SurfaceFlinger启动后线程调用readyToRun函数时设定有一个属性值:

status_t SurfaceFlinger::readyToRun()

{

LOGI( "SurfaceFlinger's main thread ready to run. "

"Initializing graphics H/W...");

...

/*

* We're now ready to accept clients...

*/

// start boot animation

property_set("ctl.start", "bootanim");

return NO_ERROR;

}

是如何启动bootanim这个服务的呢?bootanim就是开机动画的一个单独进程,在init.rc中以 service bootanim /system/bin/bootanimation 作为一个服务启动,为了使用图形系统功能必须等待SurfaceFlinger启动后才能执行,这里就利用属性服务作为进程同步之用法。

下面我们就这个流程进行一个简单梳理:

一、属性客户端流程

property_set("ctl.start", "bootanim"); 这就是启动触发点!!!

-->

property_set @ /system/core/libcutils/properties.c

int property_set(const char *key, const char *value)

{

msg.cmd = PROP_MSG_SETPROP;

strcpy((char*) msg.name, key);

strcpy((char*) msg.value, value);

return send_prop_msg(&msg);

}

-->

这里就是通过一个普通的TCP(SOCK_STREAM)套接字进行通讯

static int send_prop_msg(prop_msg *msg)

{

s = socket_local_client(PROP_SERVICE_NAME,

ANDROID_SOCKET_NAMESPACE_RESERVED,

SOCK_STREAM);

if(s < 0) return -1;

while((r = send(s, msg, sizeof(prop_msg), 0)) < 0) {

if((errno == EINTR) || (errno == EAGAIN)) continue;

break;

}

close(s);

return r;

}

二、服务端是如何监听并实现注程

main @ /system/core/init/init.c

int main(int argc, char **argv)

{

int property_set_fd = -1;

/* read any property files on system or data and

* fire up the property service.
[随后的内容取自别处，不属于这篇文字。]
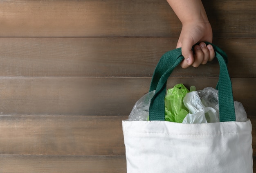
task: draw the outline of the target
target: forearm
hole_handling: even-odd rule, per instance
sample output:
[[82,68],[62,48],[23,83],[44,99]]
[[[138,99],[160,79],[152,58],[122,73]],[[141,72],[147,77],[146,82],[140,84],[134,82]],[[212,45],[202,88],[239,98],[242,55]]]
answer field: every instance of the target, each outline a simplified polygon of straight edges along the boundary
[[182,24],[195,21],[208,22],[201,0],[167,0]]

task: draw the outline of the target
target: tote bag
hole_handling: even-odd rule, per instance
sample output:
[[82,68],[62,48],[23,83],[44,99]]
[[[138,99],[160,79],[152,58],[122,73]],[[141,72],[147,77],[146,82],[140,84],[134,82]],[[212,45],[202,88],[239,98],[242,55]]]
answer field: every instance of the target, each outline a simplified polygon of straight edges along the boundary
[[150,103],[150,120],[122,121],[128,173],[253,172],[252,124],[249,119],[235,121],[227,56],[213,46],[220,64],[216,89],[220,122],[164,120],[167,80],[184,59],[180,48],[167,52],[151,81],[150,91],[156,92]]

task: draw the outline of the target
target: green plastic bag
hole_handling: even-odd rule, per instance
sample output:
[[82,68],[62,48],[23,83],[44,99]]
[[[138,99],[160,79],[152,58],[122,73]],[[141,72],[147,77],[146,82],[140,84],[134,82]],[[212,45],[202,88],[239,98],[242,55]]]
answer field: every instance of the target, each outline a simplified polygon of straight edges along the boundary
[[183,98],[189,92],[182,83],[177,84],[167,90],[164,98],[166,121],[182,123],[189,113],[183,103]]

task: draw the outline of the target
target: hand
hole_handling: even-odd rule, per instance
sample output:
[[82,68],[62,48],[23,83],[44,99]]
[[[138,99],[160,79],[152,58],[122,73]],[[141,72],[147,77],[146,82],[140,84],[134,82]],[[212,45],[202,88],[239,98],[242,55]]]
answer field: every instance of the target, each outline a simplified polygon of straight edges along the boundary
[[[190,66],[198,67],[213,59],[215,53],[212,46],[206,46],[202,42],[212,42],[212,31],[209,22],[189,22],[182,23],[182,28],[178,40],[177,48],[181,47],[185,59],[181,66],[185,68]],[[192,46],[200,43],[191,50]]]

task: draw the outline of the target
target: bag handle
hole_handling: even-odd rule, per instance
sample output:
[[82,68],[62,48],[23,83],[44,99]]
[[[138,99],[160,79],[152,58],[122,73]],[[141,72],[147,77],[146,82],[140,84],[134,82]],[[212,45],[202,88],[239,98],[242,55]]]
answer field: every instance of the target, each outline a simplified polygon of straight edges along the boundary
[[[227,55],[216,46],[208,42],[206,44],[213,46],[220,64],[219,81],[216,87],[219,92],[220,121],[235,121],[232,84],[227,66]],[[149,90],[150,92],[156,90],[149,107],[150,120],[164,120],[164,97],[167,79],[173,69],[184,59],[181,48],[178,48],[165,53],[158,62],[153,74]]]

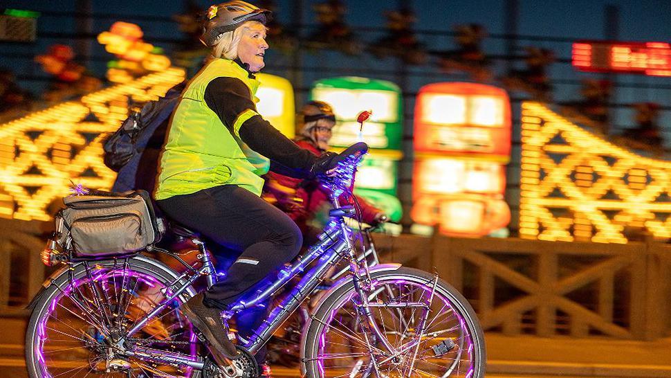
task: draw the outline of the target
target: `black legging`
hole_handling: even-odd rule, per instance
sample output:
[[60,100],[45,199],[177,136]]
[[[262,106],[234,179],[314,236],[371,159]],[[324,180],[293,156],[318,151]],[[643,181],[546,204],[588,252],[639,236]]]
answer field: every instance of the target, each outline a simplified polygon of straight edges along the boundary
[[302,236],[289,217],[235,185],[204,189],[158,201],[172,219],[227,248],[242,251],[224,278],[205,292],[205,304],[228,309],[269,273],[291,261]]

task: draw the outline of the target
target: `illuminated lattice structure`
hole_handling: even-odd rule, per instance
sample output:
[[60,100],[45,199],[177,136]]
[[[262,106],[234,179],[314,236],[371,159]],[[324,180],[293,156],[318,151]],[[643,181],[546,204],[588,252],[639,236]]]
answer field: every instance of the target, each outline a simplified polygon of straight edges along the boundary
[[522,104],[522,237],[671,237],[671,163],[617,147],[535,102]]
[[0,217],[50,219],[50,205],[75,183],[109,189],[116,174],[102,163],[104,134],[129,105],[163,96],[184,80],[170,68],[0,124]]

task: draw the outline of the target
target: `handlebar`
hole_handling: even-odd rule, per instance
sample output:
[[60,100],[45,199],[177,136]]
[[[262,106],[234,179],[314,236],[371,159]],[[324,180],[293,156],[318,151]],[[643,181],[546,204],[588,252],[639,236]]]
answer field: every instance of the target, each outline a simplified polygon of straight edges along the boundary
[[367,152],[368,145],[360,142],[334,156],[330,162],[329,169],[317,176],[322,186],[330,190],[336,198],[349,190],[353,183],[356,166]]

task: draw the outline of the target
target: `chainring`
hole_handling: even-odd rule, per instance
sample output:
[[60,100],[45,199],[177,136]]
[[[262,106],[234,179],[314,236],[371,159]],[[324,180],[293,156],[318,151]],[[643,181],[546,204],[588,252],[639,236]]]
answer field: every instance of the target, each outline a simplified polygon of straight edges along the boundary
[[254,356],[241,345],[235,345],[240,357],[230,366],[219,367],[210,357],[203,367],[203,378],[257,378],[261,372]]

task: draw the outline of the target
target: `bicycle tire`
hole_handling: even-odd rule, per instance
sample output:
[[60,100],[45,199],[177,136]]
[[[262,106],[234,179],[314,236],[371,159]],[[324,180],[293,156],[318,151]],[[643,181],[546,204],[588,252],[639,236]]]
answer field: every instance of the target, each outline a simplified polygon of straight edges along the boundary
[[[372,272],[371,273],[371,276],[374,282],[376,283],[376,287],[391,286],[391,282],[408,282],[410,284],[424,285],[425,287],[428,285],[432,285],[436,279],[434,276],[429,273],[406,267],[401,267],[395,271]],[[463,371],[461,371],[457,369],[455,373],[454,368],[448,369],[445,368],[448,372],[445,372],[445,375],[442,375],[442,377],[454,376],[468,377],[468,378],[482,378],[484,377],[485,373],[486,352],[485,350],[483,332],[479,323],[478,323],[475,312],[473,310],[472,307],[463,297],[463,296],[459,293],[459,291],[451,285],[440,279],[438,279],[437,282],[435,283],[435,291],[439,295],[441,300],[443,300],[442,298],[444,298],[445,300],[449,301],[449,305],[452,306],[452,310],[454,312],[454,314],[457,315],[457,317],[459,319],[461,319],[461,322],[459,324],[461,325],[461,328],[465,328],[465,334],[468,336],[468,343],[461,345],[461,346],[459,348],[463,347],[464,351],[466,351],[468,348],[472,348],[472,352],[469,353],[469,358],[470,359],[470,367],[468,370],[464,369]],[[399,290],[401,290],[400,288]],[[423,294],[422,295],[423,296]],[[306,325],[306,332],[304,332],[304,336],[302,342],[301,350],[302,355],[303,356],[301,367],[302,372],[305,377],[309,378],[324,378],[330,376],[347,377],[348,373],[349,377],[375,376],[374,372],[373,374],[370,374],[369,370],[368,371],[369,375],[366,375],[366,372],[362,372],[361,370],[365,367],[362,366],[362,363],[360,362],[358,363],[359,366],[354,366],[353,368],[352,368],[353,365],[348,365],[345,366],[344,370],[341,369],[340,371],[337,371],[337,372],[333,372],[329,374],[329,372],[331,368],[333,370],[337,370],[336,368],[338,367],[327,366],[327,363],[323,361],[324,358],[342,359],[342,360],[346,361],[346,362],[340,363],[341,365],[344,365],[344,363],[353,364],[355,357],[348,357],[347,356],[347,354],[348,354],[347,352],[342,354],[342,356],[338,356],[338,353],[329,354],[324,352],[322,354],[320,354],[320,348],[327,348],[324,347],[324,344],[328,343],[328,341],[327,341],[325,339],[327,337],[325,332],[331,331],[334,334],[337,332],[346,333],[342,332],[342,331],[338,331],[338,328],[346,327],[347,325],[344,324],[344,323],[347,322],[343,323],[340,321],[338,321],[338,323],[334,322],[332,320],[334,318],[333,314],[338,312],[342,312],[344,311],[342,307],[347,305],[347,301],[351,301],[351,298],[353,298],[354,296],[356,296],[356,291],[354,290],[353,284],[351,282],[347,282],[345,285],[340,287],[336,287],[332,291],[327,294],[324,298],[322,299],[318,308],[315,309],[314,314],[311,317],[311,320],[308,324]],[[432,297],[432,298],[433,297]],[[391,312],[392,310],[389,311]],[[414,314],[414,312],[413,312],[413,314]],[[353,317],[353,314],[351,314],[351,316]],[[401,317],[402,316],[398,316],[399,318]],[[351,318],[349,318],[349,319],[351,320]],[[434,320],[436,318],[434,318]],[[401,322],[399,321],[399,325],[400,323]],[[407,328],[407,327],[406,327],[406,328]],[[391,334],[391,333],[392,332],[390,332],[389,334]],[[351,334],[355,335],[356,334],[354,332],[351,332]],[[353,350],[353,348],[356,348],[356,346],[353,346],[353,343],[356,343],[357,342],[360,343],[360,339],[357,337],[350,336],[348,339],[348,336],[344,334],[340,335],[340,337],[347,341],[347,343],[343,342],[342,343],[340,344],[342,345],[342,347],[340,347],[342,348],[345,348],[347,347],[349,348],[349,350]],[[355,339],[358,339],[358,341],[356,341]],[[353,340],[355,340],[354,343],[351,342]],[[425,343],[427,345],[428,345],[428,341],[421,340],[422,339],[421,339],[421,341],[419,343],[419,344]],[[437,339],[436,340],[437,340]],[[333,343],[337,344],[338,343],[334,342]],[[369,361],[369,356],[368,357],[364,356],[366,354],[367,351],[365,350],[365,349],[361,346],[359,346],[359,349],[360,351],[358,353],[349,352],[349,354],[351,356],[356,356],[356,354],[359,354],[358,357],[361,361],[364,361],[366,358],[368,358],[369,361],[366,363],[367,364],[367,366],[372,366],[373,364]],[[461,360],[461,352],[460,352],[459,353],[459,357],[458,359]],[[325,357],[322,358],[321,361],[320,356],[322,357],[325,356]],[[416,357],[416,354],[415,357]],[[352,361],[349,362],[349,361],[347,359],[348,358],[351,358]],[[428,359],[428,357],[427,357],[427,359]],[[412,360],[414,361],[415,359],[413,358]],[[339,362],[340,361],[342,360],[339,360]],[[407,364],[410,365],[410,363]],[[350,370],[350,368],[351,368],[351,370]],[[408,370],[411,371],[411,373],[412,372],[412,368],[413,368],[411,367]],[[356,371],[354,371],[354,369],[356,369]],[[403,371],[405,372],[405,370]],[[342,374],[343,372],[345,372],[344,375]],[[401,374],[401,372],[399,372],[398,375],[395,375],[394,374],[389,374],[387,375],[389,377],[405,376],[403,374]],[[414,374],[411,375],[411,377],[419,375],[415,375]]]
[[[112,269],[120,267],[123,261],[119,260],[95,261],[91,262],[91,264],[94,265],[96,269],[109,269],[110,271],[113,271]],[[71,271],[71,275],[69,274],[68,270]],[[164,264],[143,256],[128,259],[127,270],[138,272],[146,277],[152,277],[157,282],[164,287],[173,282],[179,276],[178,273]],[[50,284],[38,294],[39,298],[35,300],[33,310],[30,314],[26,334],[26,366],[28,376],[30,378],[42,378],[52,375],[48,371],[45,373],[43,370],[43,369],[46,369],[44,366],[46,363],[44,354],[41,354],[41,349],[44,345],[42,345],[42,347],[39,345],[39,343],[42,342],[39,339],[41,332],[46,332],[45,324],[51,316],[50,311],[53,311],[53,308],[50,309],[49,307],[50,306],[56,307],[58,305],[57,302],[63,299],[64,289],[67,289],[70,286],[71,280],[75,282],[80,282],[80,280],[85,280],[86,274],[86,269],[84,263],[74,265],[71,270],[64,269],[58,276],[53,278]],[[195,295],[195,291],[192,288],[187,287],[176,299],[178,300],[179,303],[183,303],[193,295]],[[46,320],[44,319],[45,316],[47,318]],[[73,332],[68,332],[66,333],[71,334]],[[194,344],[195,345],[194,343]],[[77,347],[75,349],[81,348],[82,347]],[[38,352],[38,350],[40,350],[40,352]],[[192,371],[186,375],[196,378],[200,375],[200,372]]]

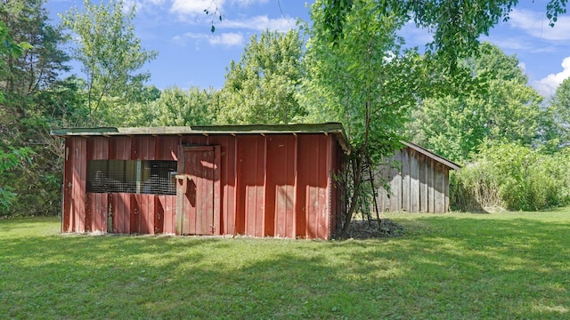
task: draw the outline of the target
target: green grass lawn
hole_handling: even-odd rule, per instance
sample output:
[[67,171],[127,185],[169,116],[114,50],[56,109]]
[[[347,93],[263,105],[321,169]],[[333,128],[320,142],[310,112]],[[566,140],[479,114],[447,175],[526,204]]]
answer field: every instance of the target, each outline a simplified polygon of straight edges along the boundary
[[0,318],[570,318],[570,209],[405,214],[399,238],[61,236],[0,220]]

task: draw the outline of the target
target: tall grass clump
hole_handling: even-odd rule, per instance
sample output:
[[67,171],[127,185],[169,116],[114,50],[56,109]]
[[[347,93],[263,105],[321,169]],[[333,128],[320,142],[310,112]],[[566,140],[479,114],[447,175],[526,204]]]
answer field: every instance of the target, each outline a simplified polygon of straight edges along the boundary
[[514,143],[483,147],[452,176],[452,208],[538,211],[568,204],[568,148],[547,155]]

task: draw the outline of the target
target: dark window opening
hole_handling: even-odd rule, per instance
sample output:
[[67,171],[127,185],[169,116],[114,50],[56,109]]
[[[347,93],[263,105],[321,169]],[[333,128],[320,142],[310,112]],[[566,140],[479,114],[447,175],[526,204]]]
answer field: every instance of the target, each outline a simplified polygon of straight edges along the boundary
[[91,160],[87,192],[176,195],[176,161]]

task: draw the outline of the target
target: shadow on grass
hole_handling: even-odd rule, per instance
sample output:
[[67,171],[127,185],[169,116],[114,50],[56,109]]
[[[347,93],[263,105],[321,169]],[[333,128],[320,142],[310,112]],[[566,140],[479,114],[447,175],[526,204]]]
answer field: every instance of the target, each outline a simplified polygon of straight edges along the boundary
[[419,218],[340,242],[37,236],[0,248],[1,317],[559,318],[570,227]]

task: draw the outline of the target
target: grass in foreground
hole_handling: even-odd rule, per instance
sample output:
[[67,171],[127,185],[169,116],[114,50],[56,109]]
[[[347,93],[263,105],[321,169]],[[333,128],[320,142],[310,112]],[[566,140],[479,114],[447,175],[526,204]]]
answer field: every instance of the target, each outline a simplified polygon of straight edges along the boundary
[[0,220],[0,318],[570,317],[570,212],[403,214],[401,238],[61,236]]

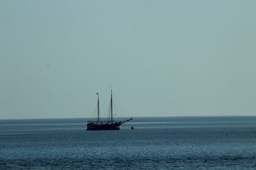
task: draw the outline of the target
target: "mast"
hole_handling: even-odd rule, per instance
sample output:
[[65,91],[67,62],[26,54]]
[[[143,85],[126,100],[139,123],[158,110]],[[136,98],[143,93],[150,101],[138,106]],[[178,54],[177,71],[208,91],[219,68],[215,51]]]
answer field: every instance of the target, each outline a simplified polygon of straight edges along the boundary
[[112,89],[111,89],[111,98],[110,99],[110,110],[111,111],[110,122],[113,122],[113,101],[112,101]]
[[97,110],[98,110],[98,122],[100,122],[100,101],[99,99],[99,93],[96,94],[98,96],[98,107],[97,107]]

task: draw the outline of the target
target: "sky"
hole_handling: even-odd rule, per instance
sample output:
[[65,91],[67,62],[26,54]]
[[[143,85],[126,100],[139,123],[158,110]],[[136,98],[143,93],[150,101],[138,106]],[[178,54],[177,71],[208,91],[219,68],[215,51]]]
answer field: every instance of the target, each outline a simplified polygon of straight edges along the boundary
[[1,1],[0,119],[256,116],[255,6]]

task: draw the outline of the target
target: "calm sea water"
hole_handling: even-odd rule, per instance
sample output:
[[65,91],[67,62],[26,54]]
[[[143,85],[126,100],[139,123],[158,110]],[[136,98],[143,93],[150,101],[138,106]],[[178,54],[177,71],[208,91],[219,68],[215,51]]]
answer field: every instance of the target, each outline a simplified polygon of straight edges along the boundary
[[0,169],[256,169],[255,117],[135,118],[106,131],[86,120],[0,120]]

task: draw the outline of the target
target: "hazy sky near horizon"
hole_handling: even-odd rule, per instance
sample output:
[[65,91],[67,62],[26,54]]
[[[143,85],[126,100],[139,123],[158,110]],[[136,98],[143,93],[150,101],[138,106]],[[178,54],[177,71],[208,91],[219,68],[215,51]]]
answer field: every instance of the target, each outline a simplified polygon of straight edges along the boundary
[[255,6],[1,1],[0,119],[256,115]]

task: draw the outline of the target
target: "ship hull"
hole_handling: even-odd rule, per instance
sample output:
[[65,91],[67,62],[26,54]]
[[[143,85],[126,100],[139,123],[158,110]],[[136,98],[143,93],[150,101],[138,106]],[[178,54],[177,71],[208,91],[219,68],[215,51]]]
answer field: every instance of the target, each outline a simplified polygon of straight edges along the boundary
[[112,124],[88,123],[87,131],[120,130],[122,124],[120,122]]

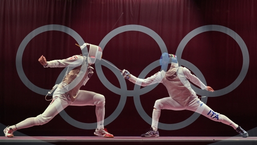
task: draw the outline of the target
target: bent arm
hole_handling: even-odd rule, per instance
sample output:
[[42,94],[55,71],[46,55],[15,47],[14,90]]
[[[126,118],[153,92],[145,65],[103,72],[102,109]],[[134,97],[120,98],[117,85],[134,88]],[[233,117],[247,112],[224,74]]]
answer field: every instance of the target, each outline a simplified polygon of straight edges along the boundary
[[130,82],[138,85],[145,87],[148,85],[154,84],[155,83],[162,83],[163,78],[163,74],[161,72],[159,72],[151,77],[146,79],[139,78],[130,74],[131,77],[128,79]]
[[183,68],[183,72],[186,78],[191,82],[200,87],[202,90],[206,90],[207,87],[195,75],[191,73],[190,71],[186,68]]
This must happen

* after the ro.foo properties are set above so

* that /data/local.prop cannot interfere with them.

*/

property_set_fd = start_property_service();

// 将 property_set_fd 设定到poll监听队列

ufds[0].fd = device_fd;

ufds[0].events = POLLIN;

ufds[1].fd = property_set_fd;

ufds[1].events = POLLIN;

for(;;) {

...

nr = poll(ufds, fd_count, timeout);

// 监听到有属性服务请求需要处理

if (ufds[1].revents == POLLIN)

handle_property_set_fd(property_set_fd);

...

}

return 0;

}

先看一下 start_property_service 如何实现的?

int start_property_service(void)

{

int fd;

load_properties_from_file(PROP_PATH_SYSTEM_BUILD);

load_properties_from_file(PROP_PATH_SYSTEM_DEFAULT);

load_properties_from_file(PROP_PATH_LOCAL_OVERRIDE);

/* Read persistent properties after all default values have been loaded. */

load_persistent_properties();

fd = create_socket(PROP_SERVICE_NAME, SOCK_STREAM, 0666, 0, 0);

if(fd < 0) return -1;

fcntl(fd, F_SETFD, FD_CLOEXEC);

fcntl(fd, F_SETFL, O_NONBLOCK);

listen(fd, 8);

return fd;

}

ok,明白了吧,创建了一个SOCK_STREAM套接字并进入监听listen状态

handle_property_set_fd @ /system/core/init/property_service.c

void handle_property_set_fd(int fd)

{

//1、接收socket请求连接

if ((s = accept(fd, (struct sockaddr *) &addr, &addr_size)) < 0) {

return;

}

//2、收取属性请求数

r = recv(s, &msg, sizeof(msg), 0);

close(s);

//3、处理属情请求数据【 】

switch(msg.cmd) {

case PROP_MSG_SETPROP:

...

if(memcmp(msg.name,"ctl.",4) == 0) {

if (check_control_perms(msg.value, cr.uid, cr.gid)) {

handle_control_message((char*) msg.name + 4, (char*) msg.value);

}

}else {

if (check_perms(msg.name, cr.uid, cr.gid)) {

property_set((char*) msg.name, (char*) msg.value);

}

}

}

}

由于请求消息是:ctl.start 则执行 handle_control_message 这个函数:

handle_control_message @ /system/core/init/init.c

void handle_control_message(const char *msg, const char *arg)

{

if (!strcmp(msg,"start")) {

msg_start(arg);

} else if (!strcmp(msg,"stop")) {

msg_stop(arg);

} else {

ERROR("unknown control msg '%s'\n", msg);

}

}

static void msg_start(const char *name)

{

svc = service_find_by_name(name);

...

service_start(svc, args);

}

static void msg_stop(const char *name)

{

struct service *svc = service_find_by_name(name);

service_stop(svc);

}

看下上面的代码大家应该明白了吧,就是请求ServiceManager服务进行启动或停止某个服务,这里就是那是 bootanim 服务了。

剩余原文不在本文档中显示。